- Ryan Panzer

- 1 day ago
- 2 min read
Maundy Thursday does not look like a leadership seminar. There are no slides, no slogans, and no applause lines. There is a basin, a towel, and a teacher who kneels at the feet of his friends.
And somehow, it becomes a masterclass.
At a time when leadership is so often measured by volume, visibility, and the ability to command attention, Maundy Thursday offers a different vision. Leadership begins not by asserting status, but by setting it aside. Jesus says, “The master is not greater than the servant,” and then he lives those words in a way that is unmistakably concrete, with water, dust, and human touch.
Foot washing is not efficient and it is certainly not scalable. It does not attract a crowd or build a following overnight. But it does something more important. It forms a different kind of relationship, one rooted in dignity rather than hierarchy, in presence rather than performance.
Then comes the command that holds it all together. Love one another.
Not admire one another.

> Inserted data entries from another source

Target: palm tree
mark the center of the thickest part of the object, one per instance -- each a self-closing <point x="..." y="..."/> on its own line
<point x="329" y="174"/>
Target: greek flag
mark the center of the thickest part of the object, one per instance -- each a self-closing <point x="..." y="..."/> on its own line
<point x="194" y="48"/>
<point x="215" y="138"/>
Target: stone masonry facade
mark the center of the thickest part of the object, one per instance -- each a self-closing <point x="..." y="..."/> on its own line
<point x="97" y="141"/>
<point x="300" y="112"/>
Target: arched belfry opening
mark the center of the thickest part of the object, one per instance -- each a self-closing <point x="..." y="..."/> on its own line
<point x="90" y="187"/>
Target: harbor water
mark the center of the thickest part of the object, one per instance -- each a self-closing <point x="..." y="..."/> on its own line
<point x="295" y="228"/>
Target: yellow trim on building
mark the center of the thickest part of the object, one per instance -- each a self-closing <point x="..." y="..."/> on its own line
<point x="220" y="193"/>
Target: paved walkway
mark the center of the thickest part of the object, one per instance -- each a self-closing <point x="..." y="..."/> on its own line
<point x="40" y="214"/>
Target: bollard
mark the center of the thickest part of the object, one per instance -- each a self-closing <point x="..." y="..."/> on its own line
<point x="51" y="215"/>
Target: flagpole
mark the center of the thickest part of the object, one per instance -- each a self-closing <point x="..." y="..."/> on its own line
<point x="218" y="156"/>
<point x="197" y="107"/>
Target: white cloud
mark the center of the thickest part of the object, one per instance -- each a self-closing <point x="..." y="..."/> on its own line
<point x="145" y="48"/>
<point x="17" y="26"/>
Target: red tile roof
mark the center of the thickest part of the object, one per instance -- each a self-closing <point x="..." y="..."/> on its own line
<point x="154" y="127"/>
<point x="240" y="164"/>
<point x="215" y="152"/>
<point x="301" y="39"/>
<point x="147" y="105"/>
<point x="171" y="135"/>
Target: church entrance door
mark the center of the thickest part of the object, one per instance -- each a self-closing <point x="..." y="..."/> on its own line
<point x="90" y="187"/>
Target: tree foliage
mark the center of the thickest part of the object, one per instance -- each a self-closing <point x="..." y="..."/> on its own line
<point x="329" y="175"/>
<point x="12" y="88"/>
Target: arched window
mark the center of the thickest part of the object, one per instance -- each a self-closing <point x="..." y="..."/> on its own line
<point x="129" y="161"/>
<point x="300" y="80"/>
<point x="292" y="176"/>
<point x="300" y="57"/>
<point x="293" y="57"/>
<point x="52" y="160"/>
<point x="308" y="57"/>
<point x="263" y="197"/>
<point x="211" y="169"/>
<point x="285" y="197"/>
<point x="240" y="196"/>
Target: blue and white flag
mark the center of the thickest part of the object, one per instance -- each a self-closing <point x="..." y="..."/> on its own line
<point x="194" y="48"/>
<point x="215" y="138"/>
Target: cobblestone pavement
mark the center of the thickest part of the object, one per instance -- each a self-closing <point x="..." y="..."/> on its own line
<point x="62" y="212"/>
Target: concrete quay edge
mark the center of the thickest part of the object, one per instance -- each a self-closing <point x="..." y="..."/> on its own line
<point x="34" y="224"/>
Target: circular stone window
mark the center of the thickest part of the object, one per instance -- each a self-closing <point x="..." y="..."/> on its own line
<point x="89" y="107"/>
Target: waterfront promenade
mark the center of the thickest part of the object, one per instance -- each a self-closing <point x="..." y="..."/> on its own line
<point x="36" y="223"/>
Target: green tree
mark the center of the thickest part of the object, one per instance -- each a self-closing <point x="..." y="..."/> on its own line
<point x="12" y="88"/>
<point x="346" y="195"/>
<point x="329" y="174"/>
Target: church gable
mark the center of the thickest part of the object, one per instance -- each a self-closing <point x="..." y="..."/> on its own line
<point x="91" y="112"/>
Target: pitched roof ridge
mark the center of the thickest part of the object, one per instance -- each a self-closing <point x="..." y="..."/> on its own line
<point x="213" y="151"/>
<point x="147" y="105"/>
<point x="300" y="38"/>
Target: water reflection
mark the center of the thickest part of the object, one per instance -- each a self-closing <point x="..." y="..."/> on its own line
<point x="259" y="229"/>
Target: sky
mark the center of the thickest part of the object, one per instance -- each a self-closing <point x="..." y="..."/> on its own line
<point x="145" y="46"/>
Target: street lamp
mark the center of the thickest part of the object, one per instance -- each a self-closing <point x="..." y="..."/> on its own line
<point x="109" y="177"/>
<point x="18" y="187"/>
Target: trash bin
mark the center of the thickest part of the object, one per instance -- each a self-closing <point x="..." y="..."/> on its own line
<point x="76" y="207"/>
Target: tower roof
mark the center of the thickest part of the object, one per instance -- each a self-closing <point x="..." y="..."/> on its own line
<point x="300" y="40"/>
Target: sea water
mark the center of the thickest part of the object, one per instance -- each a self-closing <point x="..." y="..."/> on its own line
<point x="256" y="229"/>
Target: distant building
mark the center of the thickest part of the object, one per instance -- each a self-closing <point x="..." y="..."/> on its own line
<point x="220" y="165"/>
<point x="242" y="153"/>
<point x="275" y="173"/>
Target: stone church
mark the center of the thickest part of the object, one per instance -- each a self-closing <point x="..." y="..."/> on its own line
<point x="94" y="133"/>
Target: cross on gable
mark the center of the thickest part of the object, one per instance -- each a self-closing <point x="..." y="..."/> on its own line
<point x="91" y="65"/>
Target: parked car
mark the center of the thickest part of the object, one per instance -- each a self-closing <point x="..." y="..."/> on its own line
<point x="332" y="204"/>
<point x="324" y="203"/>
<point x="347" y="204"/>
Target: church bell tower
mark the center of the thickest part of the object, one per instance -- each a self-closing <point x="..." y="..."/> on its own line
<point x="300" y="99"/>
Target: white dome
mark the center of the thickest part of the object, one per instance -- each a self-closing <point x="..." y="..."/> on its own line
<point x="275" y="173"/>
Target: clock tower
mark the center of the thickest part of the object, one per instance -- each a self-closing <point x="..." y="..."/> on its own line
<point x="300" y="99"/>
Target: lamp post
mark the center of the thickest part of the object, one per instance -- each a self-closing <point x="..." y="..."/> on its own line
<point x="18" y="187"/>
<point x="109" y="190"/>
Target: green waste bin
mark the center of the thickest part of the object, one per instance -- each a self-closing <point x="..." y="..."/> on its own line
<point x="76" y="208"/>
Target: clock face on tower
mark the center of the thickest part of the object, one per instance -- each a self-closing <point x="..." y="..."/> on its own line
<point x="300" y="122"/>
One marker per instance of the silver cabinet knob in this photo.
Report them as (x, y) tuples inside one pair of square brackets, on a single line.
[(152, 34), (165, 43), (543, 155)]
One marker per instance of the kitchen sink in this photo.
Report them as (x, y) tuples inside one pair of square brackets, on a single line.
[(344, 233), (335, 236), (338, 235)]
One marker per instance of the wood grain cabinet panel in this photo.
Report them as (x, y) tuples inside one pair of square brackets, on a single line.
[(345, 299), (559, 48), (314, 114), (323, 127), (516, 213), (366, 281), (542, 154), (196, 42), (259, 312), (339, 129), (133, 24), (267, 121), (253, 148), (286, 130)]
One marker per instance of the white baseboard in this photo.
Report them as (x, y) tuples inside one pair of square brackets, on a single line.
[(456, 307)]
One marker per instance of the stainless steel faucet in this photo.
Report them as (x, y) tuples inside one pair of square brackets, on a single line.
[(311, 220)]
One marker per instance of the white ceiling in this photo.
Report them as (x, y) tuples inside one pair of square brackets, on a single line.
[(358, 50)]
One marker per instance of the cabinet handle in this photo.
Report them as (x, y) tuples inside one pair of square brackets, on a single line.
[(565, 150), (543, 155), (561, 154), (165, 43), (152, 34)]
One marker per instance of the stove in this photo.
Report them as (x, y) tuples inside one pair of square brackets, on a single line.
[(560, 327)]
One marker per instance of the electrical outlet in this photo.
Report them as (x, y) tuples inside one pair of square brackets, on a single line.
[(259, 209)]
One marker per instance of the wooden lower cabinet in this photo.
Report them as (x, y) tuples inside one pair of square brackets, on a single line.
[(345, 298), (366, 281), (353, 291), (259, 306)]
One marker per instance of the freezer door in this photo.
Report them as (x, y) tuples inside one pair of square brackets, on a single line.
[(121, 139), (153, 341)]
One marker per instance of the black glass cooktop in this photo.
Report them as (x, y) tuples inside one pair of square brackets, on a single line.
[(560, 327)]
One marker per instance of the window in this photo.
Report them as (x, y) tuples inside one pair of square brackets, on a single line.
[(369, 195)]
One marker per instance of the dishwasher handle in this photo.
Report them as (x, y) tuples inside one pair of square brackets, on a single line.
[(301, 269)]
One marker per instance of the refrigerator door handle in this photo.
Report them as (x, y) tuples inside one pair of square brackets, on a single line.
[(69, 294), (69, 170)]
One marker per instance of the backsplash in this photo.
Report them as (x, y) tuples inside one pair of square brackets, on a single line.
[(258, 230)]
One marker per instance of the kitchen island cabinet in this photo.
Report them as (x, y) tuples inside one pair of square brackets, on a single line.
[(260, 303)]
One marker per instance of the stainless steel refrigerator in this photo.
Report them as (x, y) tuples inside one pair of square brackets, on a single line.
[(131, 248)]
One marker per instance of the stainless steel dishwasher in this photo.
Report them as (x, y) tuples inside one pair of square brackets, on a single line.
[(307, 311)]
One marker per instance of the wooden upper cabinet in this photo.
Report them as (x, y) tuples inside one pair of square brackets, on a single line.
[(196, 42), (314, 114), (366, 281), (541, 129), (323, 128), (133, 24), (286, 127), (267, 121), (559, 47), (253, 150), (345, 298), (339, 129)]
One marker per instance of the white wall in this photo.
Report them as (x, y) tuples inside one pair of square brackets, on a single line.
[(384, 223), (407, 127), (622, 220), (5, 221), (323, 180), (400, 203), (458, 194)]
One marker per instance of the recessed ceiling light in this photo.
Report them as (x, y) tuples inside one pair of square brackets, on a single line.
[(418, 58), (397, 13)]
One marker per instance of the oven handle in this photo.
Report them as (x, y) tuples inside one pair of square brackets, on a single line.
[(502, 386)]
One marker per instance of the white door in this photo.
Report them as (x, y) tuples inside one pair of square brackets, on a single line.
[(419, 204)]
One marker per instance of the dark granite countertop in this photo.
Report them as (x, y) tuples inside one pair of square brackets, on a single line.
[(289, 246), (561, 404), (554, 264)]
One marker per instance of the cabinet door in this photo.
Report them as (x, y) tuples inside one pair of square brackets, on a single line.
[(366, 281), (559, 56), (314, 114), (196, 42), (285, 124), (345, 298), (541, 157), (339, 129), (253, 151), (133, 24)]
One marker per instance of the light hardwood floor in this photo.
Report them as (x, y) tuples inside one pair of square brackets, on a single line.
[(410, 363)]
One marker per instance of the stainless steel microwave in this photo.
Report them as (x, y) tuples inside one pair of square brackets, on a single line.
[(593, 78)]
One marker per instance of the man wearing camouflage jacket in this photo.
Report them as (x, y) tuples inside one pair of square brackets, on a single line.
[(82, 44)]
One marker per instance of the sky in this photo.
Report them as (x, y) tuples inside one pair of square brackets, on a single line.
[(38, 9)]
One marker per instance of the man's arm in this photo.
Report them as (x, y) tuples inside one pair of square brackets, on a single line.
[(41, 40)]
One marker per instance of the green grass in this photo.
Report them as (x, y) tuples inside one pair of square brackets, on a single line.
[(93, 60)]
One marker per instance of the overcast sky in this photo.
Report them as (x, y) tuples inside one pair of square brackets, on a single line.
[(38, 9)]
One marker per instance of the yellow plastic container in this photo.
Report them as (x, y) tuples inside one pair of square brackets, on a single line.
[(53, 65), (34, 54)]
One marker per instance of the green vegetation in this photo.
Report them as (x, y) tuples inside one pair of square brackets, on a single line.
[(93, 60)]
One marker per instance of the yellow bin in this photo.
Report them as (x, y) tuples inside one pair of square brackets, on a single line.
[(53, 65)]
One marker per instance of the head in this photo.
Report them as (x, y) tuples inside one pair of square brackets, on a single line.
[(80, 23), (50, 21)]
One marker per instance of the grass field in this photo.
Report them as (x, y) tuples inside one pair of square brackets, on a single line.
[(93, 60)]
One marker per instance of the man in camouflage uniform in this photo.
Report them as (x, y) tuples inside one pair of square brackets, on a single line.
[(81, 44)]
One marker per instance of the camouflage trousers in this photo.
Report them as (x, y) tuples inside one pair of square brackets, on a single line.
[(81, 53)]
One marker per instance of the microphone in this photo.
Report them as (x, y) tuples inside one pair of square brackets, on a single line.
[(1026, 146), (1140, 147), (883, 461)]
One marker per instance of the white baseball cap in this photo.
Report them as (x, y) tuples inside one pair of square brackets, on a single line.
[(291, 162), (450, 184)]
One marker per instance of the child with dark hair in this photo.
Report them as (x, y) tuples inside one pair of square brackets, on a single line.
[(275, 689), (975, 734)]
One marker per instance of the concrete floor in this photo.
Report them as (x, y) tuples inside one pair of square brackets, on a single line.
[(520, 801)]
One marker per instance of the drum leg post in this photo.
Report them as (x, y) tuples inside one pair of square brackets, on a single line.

Not compete with one another. Not position yourself above one another.
Love.
The kind of love that builds others up over time. The kind of love that notices who has been overlooked and quietly brings them back into the center. The kind of leadership that does not need to announce itself in order to be real.

Maundy Thursday invites us to examine the kind of leaders we are becoming. Are we forming people for love and service, or simply capturing attention? Are we creating space for others to grow, or are we reinforcing our own importance?
The leadership of the Last Supper, seen within the upper room, may be quiet, but it is not weak. It is intentional, grounded, and deeply generative. Long after louder forms of leadership fade (you can likely name some examples), this one lesson endures, passed from person to person, act to act, like a shared cup of wine, a shared loaf of bread.